“For the sole true end of education is simply this: to teach men how to learn for themselves; and whatever instruction fails to do this is effort spent in vain.” —Dorothy Sayers
What a powerful sentiment, because it is True! I recently had occasion to read Dorothy Sayers’s speech—later adapted into an essay—entitled “The Lost Tools of Learning“; it was akin to my first reading of Richard Weaver’s Ideas Have Consequences: a lightning bolt of the True and the Good striking directly upon my mind.

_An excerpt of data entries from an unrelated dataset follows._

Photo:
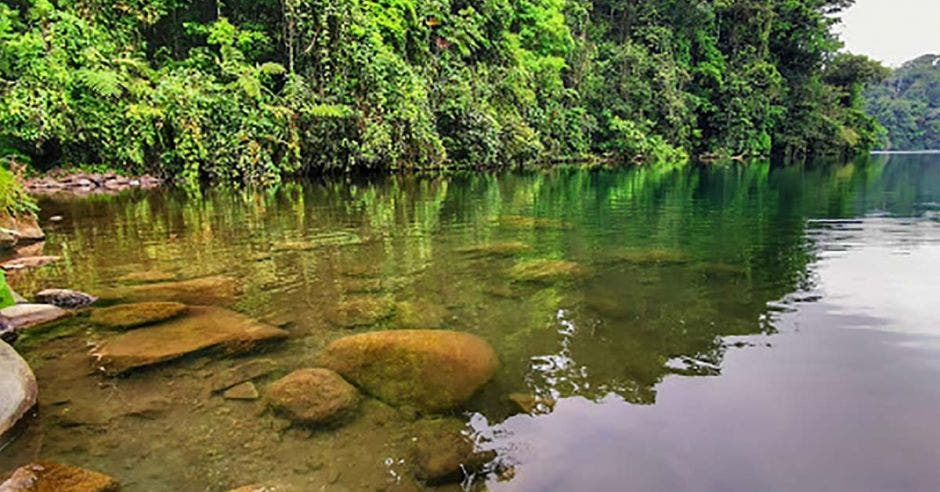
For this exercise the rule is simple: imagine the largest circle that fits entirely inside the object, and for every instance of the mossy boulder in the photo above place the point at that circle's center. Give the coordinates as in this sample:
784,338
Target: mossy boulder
203,328
125,316
427,370
420,314
313,396
545,271
361,311
443,452
47,476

In the speech, Sayers lays out the medieval method of learning, the Trivium, consisting of Grammar, Dialectic (or Logic), and Rhetoric, we she argues should be divided into age-appropriate stages (the “Poll-Parrot,” the “Pert,” and the “Poetic”). Each stage corresponds with one aspect of the Trivium (the Poll-Parrot studies Grammar, the Pert studies Logic, and the Poetic studies Rhetoric), and while the ages aren’t precise, they basically include when children are knowledge sponges and can learn anything (the parrot, roughly elementary school and earlier); the stage when children start questioning everything and love trapping adults in logical contradictions (the pert, roughly middle school); and the age in which children are on the cusp of adulthood (around fourteen- or fifteen-years old).
This essay is an absolute must-read. It is long, however, so I’m offering up some of my thoughts on the essay, which has already taken root in my soul, forcing me to re-examine and reconsider how I approach teaching.